# **CONICAL SYSTOLIC ARRAY FOR MATRIX INVERSION**

H.S.Shahhoseini, A.Khayatzadeh, M.Naderi

Electrical Engineering Department Iran University of Science and Technology Tehran Narmak 16844, Iran. Email: h\_s\_shahhoseini@hotmail.com

#### Abstract:

Matrices have been used in many analytical and simulation models and numerical solutions. Matrix operations have essential role in many scientific and engineering applications. One of the most time-consuming operations among matrix operations is matrix inversion. Many hardware designs and software algorithms have been proposed to reduce the time of computation. They will be more important for the large size matrix.

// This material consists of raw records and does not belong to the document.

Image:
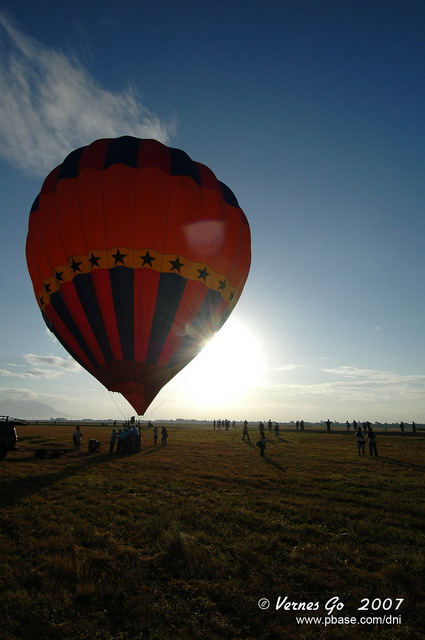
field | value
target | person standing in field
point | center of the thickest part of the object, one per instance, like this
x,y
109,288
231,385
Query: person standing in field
x,y
371,437
112,440
77,437
261,444
245,432
360,440
155,434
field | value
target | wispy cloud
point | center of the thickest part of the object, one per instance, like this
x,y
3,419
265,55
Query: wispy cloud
x,y
63,364
46,367
50,105
289,367
347,383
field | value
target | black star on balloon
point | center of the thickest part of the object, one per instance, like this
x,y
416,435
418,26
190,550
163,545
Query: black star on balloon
x,y
147,259
94,260
75,266
203,273
176,264
119,257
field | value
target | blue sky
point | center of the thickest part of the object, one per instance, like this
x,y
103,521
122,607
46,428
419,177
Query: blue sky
x,y
312,112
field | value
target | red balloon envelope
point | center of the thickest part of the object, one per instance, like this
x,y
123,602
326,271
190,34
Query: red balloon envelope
x,y
137,256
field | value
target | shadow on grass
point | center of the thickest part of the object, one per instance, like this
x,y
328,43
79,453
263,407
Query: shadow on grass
x,y
273,463
400,463
152,449
13,491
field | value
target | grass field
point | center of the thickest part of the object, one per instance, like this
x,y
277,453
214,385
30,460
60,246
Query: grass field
x,y
181,542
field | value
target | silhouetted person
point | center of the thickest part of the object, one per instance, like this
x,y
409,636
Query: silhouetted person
x,y
261,444
371,437
112,440
77,437
245,432
360,440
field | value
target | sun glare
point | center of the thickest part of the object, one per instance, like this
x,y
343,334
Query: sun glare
x,y
228,366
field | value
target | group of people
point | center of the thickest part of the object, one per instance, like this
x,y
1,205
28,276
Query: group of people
x,y
127,439
223,424
120,437
361,435
261,443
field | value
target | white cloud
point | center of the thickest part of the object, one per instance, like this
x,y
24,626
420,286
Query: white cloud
x,y
51,105
46,367
64,364
357,385
17,393
289,367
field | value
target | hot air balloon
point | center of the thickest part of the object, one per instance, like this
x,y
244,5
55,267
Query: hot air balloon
x,y
137,256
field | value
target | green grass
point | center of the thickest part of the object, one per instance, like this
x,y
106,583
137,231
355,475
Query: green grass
x,y
182,541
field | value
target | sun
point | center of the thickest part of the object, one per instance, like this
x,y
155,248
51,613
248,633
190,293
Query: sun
x,y
229,365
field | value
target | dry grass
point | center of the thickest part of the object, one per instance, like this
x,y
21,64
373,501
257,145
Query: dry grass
x,y
182,541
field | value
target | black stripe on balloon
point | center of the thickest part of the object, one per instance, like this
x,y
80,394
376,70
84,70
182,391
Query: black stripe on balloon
x,y
87,294
35,204
62,310
182,165
228,195
122,285
62,342
202,328
122,150
69,167
169,293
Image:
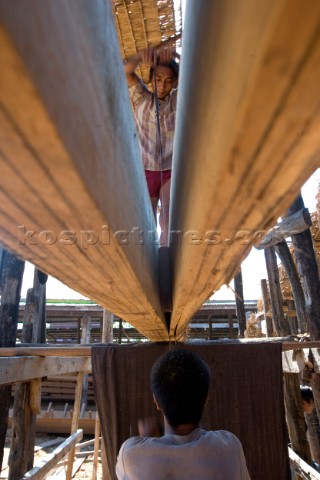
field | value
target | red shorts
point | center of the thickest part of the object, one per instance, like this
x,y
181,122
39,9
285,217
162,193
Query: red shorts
x,y
155,181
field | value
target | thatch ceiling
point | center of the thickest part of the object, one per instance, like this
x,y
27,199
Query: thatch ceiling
x,y
146,23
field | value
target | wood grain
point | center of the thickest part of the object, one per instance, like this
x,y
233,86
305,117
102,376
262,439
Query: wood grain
x,y
247,135
71,172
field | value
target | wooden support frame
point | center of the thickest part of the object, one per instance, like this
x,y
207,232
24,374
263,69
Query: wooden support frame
x,y
21,369
39,472
246,142
73,196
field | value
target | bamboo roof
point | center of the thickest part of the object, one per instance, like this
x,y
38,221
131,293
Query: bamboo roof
x,y
146,23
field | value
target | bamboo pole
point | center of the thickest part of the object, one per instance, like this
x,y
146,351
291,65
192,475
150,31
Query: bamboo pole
x,y
96,447
75,422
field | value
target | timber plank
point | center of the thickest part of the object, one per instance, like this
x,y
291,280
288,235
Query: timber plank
x,y
44,467
257,109
21,369
72,172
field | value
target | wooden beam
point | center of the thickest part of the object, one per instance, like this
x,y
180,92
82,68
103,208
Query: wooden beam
x,y
73,195
39,472
21,369
75,351
246,142
290,225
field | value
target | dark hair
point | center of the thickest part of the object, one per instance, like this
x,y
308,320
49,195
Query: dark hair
x,y
173,65
306,393
180,383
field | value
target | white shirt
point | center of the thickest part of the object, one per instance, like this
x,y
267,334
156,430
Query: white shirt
x,y
201,455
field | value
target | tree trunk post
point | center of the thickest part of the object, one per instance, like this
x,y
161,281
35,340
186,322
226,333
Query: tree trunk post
x,y
285,256
280,325
308,270
107,327
12,270
266,307
241,314
24,410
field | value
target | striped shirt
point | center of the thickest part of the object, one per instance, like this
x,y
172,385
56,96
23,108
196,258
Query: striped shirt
x,y
145,113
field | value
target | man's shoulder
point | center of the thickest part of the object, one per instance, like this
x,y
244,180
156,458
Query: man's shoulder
x,y
222,436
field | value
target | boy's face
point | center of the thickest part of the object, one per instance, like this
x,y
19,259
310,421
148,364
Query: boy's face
x,y
165,81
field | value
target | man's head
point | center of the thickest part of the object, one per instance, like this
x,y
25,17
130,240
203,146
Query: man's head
x,y
307,399
180,384
164,78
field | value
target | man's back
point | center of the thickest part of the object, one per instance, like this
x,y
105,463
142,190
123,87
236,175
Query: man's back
x,y
201,455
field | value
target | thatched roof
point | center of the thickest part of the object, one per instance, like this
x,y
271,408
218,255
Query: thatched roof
x,y
146,23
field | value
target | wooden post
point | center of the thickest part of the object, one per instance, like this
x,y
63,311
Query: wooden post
x,y
312,435
11,280
266,307
97,431
120,331
308,270
285,256
85,338
280,325
210,327
75,421
292,318
107,327
24,408
241,314
295,416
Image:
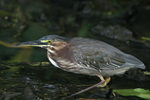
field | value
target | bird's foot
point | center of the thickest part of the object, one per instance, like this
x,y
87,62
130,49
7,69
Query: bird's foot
x,y
105,82
102,85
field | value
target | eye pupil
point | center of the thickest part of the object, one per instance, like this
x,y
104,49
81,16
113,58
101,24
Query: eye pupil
x,y
49,41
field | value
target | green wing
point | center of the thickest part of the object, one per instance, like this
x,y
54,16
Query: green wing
x,y
95,55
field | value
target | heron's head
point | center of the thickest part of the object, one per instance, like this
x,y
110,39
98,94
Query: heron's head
x,y
48,42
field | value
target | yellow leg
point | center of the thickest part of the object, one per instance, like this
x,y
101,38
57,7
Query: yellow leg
x,y
102,79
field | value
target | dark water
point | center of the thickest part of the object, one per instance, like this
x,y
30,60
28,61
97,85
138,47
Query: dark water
x,y
41,80
26,74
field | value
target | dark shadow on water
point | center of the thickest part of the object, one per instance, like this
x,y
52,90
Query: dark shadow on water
x,y
33,81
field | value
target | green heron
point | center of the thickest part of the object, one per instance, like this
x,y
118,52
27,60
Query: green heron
x,y
86,56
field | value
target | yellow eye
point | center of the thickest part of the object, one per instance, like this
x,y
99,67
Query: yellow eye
x,y
49,41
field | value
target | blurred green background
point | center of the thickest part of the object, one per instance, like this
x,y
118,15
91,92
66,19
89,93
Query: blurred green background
x,y
124,24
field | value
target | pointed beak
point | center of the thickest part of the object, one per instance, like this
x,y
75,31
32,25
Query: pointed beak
x,y
35,43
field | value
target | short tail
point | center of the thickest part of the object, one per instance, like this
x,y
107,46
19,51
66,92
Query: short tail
x,y
131,60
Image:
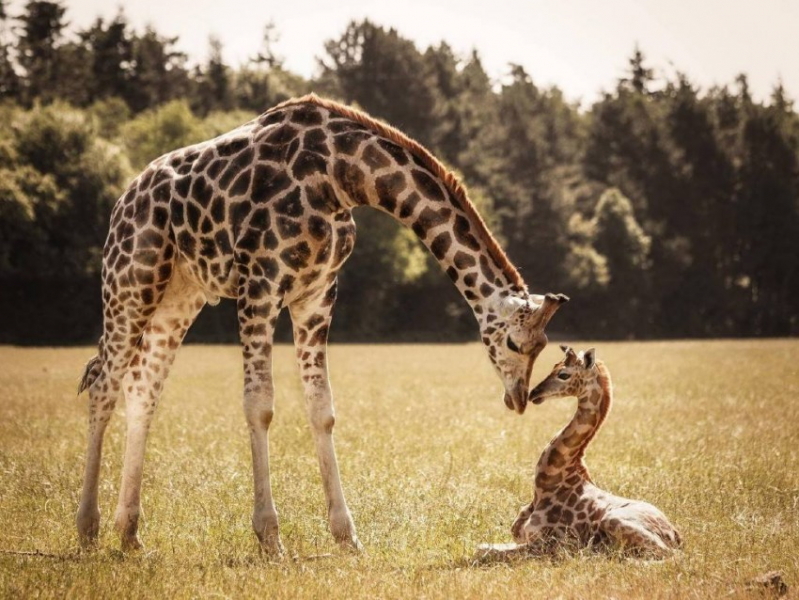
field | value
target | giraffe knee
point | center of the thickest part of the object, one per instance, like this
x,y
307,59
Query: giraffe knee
x,y
259,409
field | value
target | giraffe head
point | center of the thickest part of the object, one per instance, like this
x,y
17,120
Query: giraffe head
x,y
515,337
570,377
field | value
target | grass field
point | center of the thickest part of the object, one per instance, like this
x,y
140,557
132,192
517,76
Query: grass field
x,y
433,464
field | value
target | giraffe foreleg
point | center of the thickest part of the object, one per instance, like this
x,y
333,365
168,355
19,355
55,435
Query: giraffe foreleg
x,y
311,323
142,386
521,519
104,392
256,329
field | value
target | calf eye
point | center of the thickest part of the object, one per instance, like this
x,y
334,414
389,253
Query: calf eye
x,y
513,346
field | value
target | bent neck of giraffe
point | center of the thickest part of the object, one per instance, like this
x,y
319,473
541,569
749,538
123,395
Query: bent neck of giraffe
x,y
455,235
566,450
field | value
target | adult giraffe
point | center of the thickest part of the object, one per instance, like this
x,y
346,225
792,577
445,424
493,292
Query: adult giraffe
x,y
263,214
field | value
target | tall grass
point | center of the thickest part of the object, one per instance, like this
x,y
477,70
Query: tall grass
x,y
432,462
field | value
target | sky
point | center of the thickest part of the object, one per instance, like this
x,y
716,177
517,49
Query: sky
x,y
582,46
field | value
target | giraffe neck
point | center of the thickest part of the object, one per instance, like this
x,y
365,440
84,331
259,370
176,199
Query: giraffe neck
x,y
564,454
440,216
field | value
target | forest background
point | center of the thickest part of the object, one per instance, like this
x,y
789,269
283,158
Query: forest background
x,y
663,209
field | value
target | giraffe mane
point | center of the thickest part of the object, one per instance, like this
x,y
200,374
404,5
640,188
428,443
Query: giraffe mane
x,y
426,158
604,408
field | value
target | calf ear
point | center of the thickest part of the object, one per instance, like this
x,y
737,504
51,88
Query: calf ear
x,y
590,358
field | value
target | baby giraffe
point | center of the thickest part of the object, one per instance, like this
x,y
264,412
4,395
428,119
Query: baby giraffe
x,y
567,508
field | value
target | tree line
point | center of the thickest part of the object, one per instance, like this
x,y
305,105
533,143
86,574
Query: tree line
x,y
663,209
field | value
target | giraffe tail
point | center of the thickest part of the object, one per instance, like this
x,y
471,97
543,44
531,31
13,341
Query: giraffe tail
x,y
90,373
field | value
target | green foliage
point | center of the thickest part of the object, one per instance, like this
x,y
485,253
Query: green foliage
x,y
664,210
59,182
157,131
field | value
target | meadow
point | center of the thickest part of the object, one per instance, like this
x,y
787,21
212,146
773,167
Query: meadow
x,y
432,462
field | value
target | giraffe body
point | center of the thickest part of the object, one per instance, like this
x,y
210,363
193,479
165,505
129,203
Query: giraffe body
x,y
263,214
568,508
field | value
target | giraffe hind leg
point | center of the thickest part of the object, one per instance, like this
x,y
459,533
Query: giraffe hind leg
x,y
634,538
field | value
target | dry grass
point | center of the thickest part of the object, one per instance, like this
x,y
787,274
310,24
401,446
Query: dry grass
x,y
433,464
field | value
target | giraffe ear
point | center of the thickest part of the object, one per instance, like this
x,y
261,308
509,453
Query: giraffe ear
x,y
590,358
571,356
508,306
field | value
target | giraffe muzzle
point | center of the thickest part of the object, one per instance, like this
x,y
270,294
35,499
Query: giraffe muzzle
x,y
516,400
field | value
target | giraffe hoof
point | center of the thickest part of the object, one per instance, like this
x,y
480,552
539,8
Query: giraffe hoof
x,y
352,545
132,544
273,549
88,528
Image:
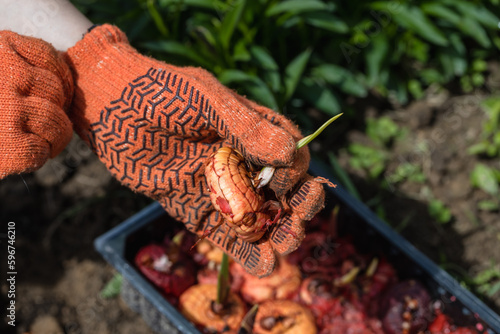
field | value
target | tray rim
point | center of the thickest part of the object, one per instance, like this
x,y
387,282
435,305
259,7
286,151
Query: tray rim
x,y
111,246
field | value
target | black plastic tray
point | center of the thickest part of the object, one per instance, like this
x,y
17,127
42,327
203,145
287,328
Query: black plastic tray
x,y
119,245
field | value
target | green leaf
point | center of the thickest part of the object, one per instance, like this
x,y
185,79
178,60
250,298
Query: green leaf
x,y
326,21
415,20
478,13
375,57
439,211
231,19
337,75
258,90
294,71
484,178
157,18
113,287
478,148
176,48
263,58
488,205
297,6
470,26
493,289
441,11
240,51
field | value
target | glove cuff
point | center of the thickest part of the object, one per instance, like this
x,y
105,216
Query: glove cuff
x,y
35,91
103,65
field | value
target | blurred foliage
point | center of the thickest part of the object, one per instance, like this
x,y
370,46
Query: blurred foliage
x,y
292,54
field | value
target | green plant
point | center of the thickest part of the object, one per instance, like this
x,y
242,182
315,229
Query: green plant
x,y
113,287
439,211
289,54
487,179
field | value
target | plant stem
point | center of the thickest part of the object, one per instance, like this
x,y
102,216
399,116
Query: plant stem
x,y
266,173
306,140
223,281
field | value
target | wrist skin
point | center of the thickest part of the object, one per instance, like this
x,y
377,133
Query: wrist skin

In this paper a systolic array structure is proposed for matrix inversion, which is called Conical Systolic Array, CSA. Gaussian elimination algorithm is used in the CSA. Comparing previous designs, the number of processing elements, PEs, for CSA is 25% less than the previous design yet the total computation time is lower than the previous array.

Keywords: Systolic array, Matrix inversion, Parallel processing, Performance evaluation.

### 1. Introduction:

Matrices have been used in many areas of engineering and scientific applications for making analytical models. Many algorithms and numerical solutions have been constructed on the basis of matrices in different applications such as signal processing [1], power distribution [2,3], circuit design [4,5], parallel processing [6], image processing [7] and so on. Among matrix operations, matrix inversion is a time-consuming operation, and has been needed in almost all of the above applications. Since the time of operation for matrix inversion is nonlinearly increased by the size of matrix, different software and hardware methods have been proposed to reduce the time of the operation [8-10]. In both software and hardware methods parallelism is key point for reaching the minimum possible time.

Systolic array is the best parallel architecture, which uses fine grain parallelism and can map any recursive algorithms such as matrix inversion algorithm onto VLSI devices [8,9,11]. In this paper a systolic array is designed for matrix inversion. The end of the array has been connected to its beginning, so it is called Conical Systolic Array or CSA. The main contribution of CSA is the reduction of PEs compared to the previous arrays [8,11]. Gaussian elimination without pivoting [9] is applied in CSA. The rest of paper is organized as follows: In section II previous methods for matrix inversion are reviewed. In section III the architecture of CSA and functional tasks of PEs are presented. In section IV the performance of array, on the basis of computation time and chip area, is evaluated. The paper is concluded in section V.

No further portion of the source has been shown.